A Los Angeles County jury has awarded nearly $21 million to a former United Parcel Service manager who was fired for allegedly falsifying a worker's time sheet by deducting one minute from his shift.
In his wrongful-termination suit, Michael Gnesda of Aliso Viejo claimed that the alleged doctoring of documents was a red herring. He said the real reason he was fired was because he had complained to higher-ups about excessive surcharges on customers shipping odd-sized packages.
"The true motivation was a desire to retaliate against Mr. Gnesda," his attorney, David Wiechert, said Friday. "At the end of the trial, the jury found that Gnesda's termination was motivated by his efforts on behalf of customers."
UPS spokeswoman Heather Robinson disputed that claim, saying Gnesda altered a time sheet to avoid being mentioned in a "report that would reflect poorly" on his oversight of his subordinates' work hours. She declined to elaborate.
Robinson acknowledged that the amount of time in question was "under five minutes," but said the number of minutes wasn't the issue. "It all comes down to honesty and integrity," she said.
After a three-week trial, a Los Angeles County Superior Court jury in Norwalk on Thursday awarded Gnesda $748,000 in compensatory damages and $20 million in punitive damages. UPS is weighing an appeal, Robinson said.

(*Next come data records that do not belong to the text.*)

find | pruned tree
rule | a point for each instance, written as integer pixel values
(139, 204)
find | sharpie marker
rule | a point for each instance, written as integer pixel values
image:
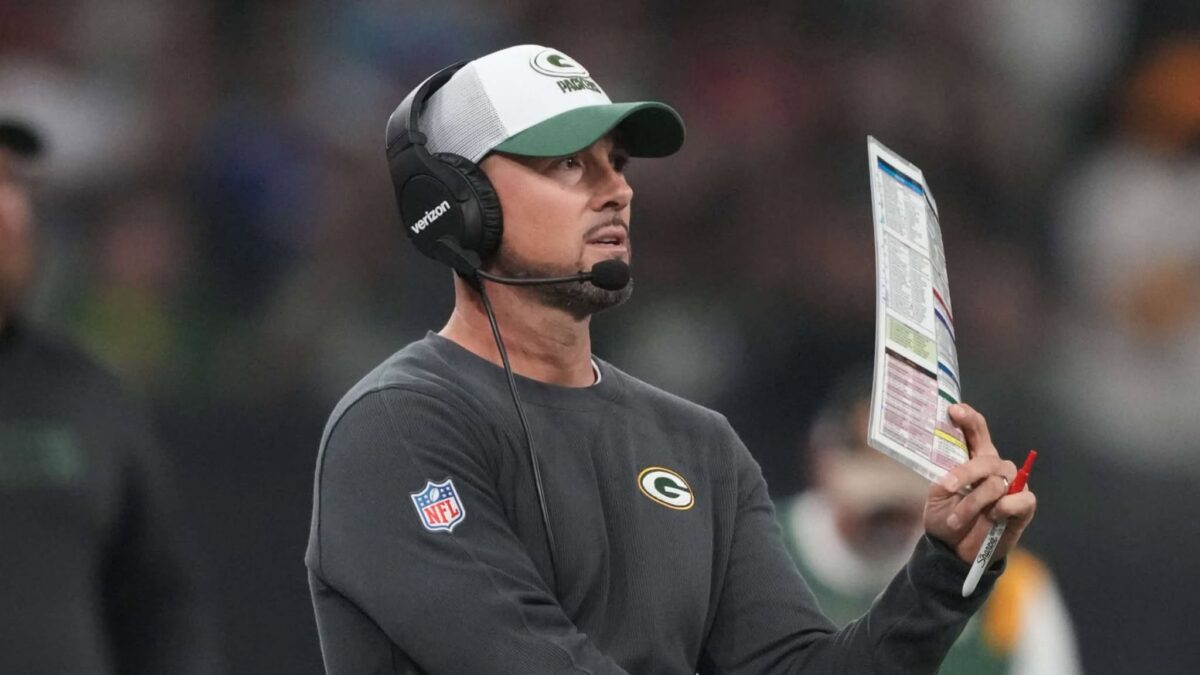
(989, 543)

Gnesda, 44, had worked at UPS for 16 years in Los Angeles and Orange counties before he was fired in 2002, according to the suit. In the early 1990s, he was working in the company's business development office when he uncovered "serious internal problems involving overcharging of customers," the suit alleged.
According to Wiechert, the company publishes rate sheets that explain how customers can package bulky, irregularly shaped items to avoid surcharges of as much as $50 a package. Despite this, Wiechert said, Gnesda found that the company was levying the surcharge on customers who had taken the steps to avoid added fees.
"These overcharges resulted, and continue to result, in tens of millions of dollars per year to UPS," Gnesda said in his suit.
Thomas Bienert, another of Gnesda's attorneys, said his client lodged an objection with his superiors and helped a customer write a letter complaining to management in 2000. Within a month, Bienert said, Gnesda was transferred out of business development into operations.
"Thereafter, UPS and its senior managers embarked on a pattern of punitive job assignments and sanctions, intended to induce [Gnesda] to quit," the suit said.
According to the suit, these assignments included scheduling Gnesda to work the graveyard shift and to sweep warehouse floors.
When Gnesda refused to quit his job, which paid $68,000 annually plus bonuses, "UPS trumped up a charge" that he had falsified a subordinate's time card to show the employee worked three hours and 59 minutes instead of four hours, Wiechert said. Gnesda was fired March 30, 2002.
Robinson said UPS investigated Gnesda's claims that customers were being overcharged and determined they were unfounded. His complaints to management were not a factor in his firing, she said.
"There have been numerous terminations in the past for falsifying time cards," Robinson said. She could not provide the number of other firings nor discuss the circumstances of these other terminations.
She did, however, say that "Mr. Gnesda's time card change occurred less than three months after he had participated in special training on the importance of time card accuracy."
Labor attorneys said the case was certain to be appealed, but it was difficult to say whether the award would stand.
"Anyone is going to react to a punitive damage award of such magnitude," said Richard Simmons at Sheppard Mullin Richter & Hampton, who was not involved in the case.
The idea that someone would change a time sheet for one minute or be fired for it defies logic, Simmons said.
One thing is clear: The jury was outraged by the company's response, he said.